[Sketches by Boz by Charles Dickens]@TWC D-Link bookSketches by Boz CHAPTER VIII--THE MISTAKEN MILLINER 4/8
And then all the company sang the national anthem with national independence--each for himself, without reference to the other--and finally separated: all declaring that they never had spent so pleasant an evening: and Miss Martin inwardly resolving to adopt the advice of Mr.Jennings Rodolph, and to 'come out' without delay. Now, 'coming out,' either in acting, or singing, or society, or facetiousness, or anything else, is all very well, and remarkably pleasant to the individual principally concerned, if he or she can but manage to come out with a burst, and being out, to keep out, and not go in again; but, it does unfortunately happen that both consummations are extremely difficult to accomplish, and that the difficulties, of getting out at all in the first instance, and if you surmount them, of keeping out in the second, are pretty much on a par, and no slight ones either--and so Miss Amelia Martin shortly discovered.

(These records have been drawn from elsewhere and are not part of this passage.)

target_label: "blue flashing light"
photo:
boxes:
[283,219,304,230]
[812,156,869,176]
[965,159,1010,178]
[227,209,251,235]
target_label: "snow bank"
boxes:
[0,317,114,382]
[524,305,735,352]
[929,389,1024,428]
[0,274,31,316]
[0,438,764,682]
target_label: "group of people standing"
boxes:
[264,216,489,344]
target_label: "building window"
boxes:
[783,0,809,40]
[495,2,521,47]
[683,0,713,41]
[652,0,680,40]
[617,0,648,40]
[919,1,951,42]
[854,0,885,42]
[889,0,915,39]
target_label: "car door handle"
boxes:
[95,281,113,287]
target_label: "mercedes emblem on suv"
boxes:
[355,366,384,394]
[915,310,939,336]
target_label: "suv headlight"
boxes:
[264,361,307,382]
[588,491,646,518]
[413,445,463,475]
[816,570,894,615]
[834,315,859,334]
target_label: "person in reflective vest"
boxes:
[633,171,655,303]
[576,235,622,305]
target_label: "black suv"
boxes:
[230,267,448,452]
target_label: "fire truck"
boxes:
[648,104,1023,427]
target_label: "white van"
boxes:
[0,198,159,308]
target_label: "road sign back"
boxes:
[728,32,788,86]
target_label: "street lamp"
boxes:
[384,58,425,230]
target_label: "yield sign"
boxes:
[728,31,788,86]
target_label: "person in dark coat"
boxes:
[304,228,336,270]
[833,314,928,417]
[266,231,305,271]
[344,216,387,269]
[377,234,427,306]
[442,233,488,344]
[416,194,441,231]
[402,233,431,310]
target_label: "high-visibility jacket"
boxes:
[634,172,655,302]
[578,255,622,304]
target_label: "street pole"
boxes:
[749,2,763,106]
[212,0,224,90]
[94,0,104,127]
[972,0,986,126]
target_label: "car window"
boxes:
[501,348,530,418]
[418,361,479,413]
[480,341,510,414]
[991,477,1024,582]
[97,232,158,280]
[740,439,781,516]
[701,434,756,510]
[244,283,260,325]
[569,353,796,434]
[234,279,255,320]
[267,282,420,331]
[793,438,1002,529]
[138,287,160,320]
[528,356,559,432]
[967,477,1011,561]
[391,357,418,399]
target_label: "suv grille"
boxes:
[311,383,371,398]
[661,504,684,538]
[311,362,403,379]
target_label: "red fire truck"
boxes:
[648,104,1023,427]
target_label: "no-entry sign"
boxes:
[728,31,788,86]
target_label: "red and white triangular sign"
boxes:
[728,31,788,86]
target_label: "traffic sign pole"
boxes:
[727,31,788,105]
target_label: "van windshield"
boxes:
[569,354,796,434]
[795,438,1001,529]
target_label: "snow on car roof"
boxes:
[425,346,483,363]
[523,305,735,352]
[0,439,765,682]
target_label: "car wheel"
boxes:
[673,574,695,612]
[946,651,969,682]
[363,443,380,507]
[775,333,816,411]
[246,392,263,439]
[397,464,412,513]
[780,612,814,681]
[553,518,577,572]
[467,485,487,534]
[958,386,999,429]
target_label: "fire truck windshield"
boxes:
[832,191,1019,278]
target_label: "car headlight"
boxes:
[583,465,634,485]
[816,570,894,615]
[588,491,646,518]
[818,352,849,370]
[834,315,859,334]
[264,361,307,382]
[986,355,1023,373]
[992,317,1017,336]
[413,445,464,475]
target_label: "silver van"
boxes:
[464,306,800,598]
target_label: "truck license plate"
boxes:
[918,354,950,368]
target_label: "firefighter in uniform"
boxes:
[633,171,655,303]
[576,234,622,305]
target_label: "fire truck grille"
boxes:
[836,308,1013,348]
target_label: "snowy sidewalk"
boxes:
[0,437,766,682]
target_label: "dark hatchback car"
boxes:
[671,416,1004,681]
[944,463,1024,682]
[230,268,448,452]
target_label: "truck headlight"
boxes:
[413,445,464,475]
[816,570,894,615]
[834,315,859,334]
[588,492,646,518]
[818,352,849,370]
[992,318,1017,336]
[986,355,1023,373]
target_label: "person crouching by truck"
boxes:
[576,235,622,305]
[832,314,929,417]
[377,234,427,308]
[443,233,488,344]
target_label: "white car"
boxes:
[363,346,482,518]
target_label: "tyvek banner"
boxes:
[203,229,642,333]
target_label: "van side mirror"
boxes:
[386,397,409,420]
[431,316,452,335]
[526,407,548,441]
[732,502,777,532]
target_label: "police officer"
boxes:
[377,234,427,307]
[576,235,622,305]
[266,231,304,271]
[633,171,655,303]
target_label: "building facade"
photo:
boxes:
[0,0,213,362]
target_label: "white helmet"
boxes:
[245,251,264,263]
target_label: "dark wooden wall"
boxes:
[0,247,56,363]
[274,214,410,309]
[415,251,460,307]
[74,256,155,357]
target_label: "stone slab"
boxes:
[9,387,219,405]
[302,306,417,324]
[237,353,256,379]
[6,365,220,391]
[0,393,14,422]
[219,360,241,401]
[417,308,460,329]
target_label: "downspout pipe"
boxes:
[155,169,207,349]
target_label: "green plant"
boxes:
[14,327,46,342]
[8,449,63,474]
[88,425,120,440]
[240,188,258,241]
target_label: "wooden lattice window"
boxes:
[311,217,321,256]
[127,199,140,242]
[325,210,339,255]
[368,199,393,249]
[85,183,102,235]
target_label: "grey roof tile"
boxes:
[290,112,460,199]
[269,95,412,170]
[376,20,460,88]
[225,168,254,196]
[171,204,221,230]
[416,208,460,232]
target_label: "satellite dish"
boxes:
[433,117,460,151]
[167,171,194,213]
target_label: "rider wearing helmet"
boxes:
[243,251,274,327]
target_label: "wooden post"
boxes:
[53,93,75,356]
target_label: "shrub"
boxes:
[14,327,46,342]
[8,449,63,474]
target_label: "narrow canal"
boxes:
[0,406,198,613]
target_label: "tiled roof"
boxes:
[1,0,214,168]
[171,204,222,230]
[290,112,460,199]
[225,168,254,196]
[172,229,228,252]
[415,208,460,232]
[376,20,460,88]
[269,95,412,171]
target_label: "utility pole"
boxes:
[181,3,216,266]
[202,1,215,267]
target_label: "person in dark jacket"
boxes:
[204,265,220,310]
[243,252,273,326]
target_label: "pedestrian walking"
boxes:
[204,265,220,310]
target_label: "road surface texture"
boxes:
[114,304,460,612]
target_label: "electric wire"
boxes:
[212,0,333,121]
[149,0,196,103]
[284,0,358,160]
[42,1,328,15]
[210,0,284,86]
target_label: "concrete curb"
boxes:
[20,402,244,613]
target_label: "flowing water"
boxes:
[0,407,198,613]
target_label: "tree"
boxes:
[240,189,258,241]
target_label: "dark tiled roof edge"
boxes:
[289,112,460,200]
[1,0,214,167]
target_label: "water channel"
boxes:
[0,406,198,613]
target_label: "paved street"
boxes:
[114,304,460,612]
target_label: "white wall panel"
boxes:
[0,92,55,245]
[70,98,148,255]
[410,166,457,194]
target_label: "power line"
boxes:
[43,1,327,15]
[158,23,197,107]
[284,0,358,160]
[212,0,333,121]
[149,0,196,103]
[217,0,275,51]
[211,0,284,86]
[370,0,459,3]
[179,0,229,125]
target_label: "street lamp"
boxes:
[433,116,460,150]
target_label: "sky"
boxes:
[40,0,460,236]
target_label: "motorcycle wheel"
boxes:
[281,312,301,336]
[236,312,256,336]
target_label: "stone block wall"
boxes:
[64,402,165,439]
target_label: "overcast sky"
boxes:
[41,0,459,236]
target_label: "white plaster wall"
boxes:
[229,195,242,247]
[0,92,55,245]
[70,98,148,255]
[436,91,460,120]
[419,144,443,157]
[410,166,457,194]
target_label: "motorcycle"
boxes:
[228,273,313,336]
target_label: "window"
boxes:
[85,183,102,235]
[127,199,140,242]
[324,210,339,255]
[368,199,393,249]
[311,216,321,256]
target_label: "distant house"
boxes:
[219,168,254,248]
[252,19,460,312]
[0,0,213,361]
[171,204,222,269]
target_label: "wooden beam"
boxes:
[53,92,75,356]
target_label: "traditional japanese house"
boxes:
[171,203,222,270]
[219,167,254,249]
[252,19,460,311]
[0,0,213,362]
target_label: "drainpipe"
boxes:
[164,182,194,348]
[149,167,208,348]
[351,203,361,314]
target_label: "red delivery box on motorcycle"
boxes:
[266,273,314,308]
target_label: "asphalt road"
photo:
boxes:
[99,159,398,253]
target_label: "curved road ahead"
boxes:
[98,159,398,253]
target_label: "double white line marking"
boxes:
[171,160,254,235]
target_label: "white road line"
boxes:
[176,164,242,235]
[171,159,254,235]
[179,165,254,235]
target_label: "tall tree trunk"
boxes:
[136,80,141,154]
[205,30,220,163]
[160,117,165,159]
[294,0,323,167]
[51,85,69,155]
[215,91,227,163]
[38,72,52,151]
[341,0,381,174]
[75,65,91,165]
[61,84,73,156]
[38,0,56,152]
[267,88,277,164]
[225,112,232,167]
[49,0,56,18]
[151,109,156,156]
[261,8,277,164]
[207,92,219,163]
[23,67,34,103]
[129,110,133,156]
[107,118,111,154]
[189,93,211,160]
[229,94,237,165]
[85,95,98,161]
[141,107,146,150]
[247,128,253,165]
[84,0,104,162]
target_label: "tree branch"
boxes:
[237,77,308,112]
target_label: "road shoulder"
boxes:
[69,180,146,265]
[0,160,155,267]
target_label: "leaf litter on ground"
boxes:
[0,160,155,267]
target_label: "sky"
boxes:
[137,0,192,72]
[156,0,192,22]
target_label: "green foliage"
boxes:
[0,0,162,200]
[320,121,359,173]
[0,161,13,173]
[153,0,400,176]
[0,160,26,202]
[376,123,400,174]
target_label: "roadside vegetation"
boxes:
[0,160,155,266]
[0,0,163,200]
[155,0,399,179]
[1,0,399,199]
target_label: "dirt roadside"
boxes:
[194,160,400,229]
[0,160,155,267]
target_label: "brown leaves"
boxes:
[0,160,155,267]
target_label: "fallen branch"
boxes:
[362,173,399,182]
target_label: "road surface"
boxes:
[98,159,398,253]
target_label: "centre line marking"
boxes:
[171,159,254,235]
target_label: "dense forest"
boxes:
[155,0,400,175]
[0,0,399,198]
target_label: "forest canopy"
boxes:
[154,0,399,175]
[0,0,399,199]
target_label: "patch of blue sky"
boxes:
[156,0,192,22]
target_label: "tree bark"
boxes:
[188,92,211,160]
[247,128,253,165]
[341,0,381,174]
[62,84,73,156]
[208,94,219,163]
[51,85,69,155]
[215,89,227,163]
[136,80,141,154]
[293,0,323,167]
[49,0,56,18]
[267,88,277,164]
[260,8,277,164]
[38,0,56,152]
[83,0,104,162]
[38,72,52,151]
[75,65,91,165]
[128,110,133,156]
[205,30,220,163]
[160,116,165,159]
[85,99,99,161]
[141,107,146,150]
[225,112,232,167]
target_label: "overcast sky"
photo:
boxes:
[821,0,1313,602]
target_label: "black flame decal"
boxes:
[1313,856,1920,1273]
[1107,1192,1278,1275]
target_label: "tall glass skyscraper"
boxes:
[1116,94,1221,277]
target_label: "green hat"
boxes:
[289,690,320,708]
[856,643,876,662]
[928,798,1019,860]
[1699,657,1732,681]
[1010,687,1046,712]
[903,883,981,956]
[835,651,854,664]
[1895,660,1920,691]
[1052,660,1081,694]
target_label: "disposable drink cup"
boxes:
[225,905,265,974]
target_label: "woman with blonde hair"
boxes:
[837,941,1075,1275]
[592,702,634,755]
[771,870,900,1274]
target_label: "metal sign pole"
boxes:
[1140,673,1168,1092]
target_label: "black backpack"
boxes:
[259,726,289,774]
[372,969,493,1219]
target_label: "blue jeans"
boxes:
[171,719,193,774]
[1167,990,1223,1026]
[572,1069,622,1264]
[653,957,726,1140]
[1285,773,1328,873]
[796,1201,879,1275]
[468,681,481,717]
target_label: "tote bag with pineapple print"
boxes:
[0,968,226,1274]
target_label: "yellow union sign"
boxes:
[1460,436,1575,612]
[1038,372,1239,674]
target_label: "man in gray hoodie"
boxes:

It is a singular fact (there being ladies in the case) that Miss Amelia Martin's principal foible was vanity, and the leading characteristic of Mrs.Jennings Rodolph an attachment to dress.
Dismal wailings were heard to issue from the second-floor front of number forty-seven, Drummond-street, George-street, Euston-square; it was Miss Martin practising. Half-suppressed murmurs disturbed the calm dignity of the White Conduit orchestra at the commencement of the season.
It was the appearance of Mrs.Jennings Rodolph in full dress, that occasioned them.
Miss Martin studied incessantly--the practising was the consequence.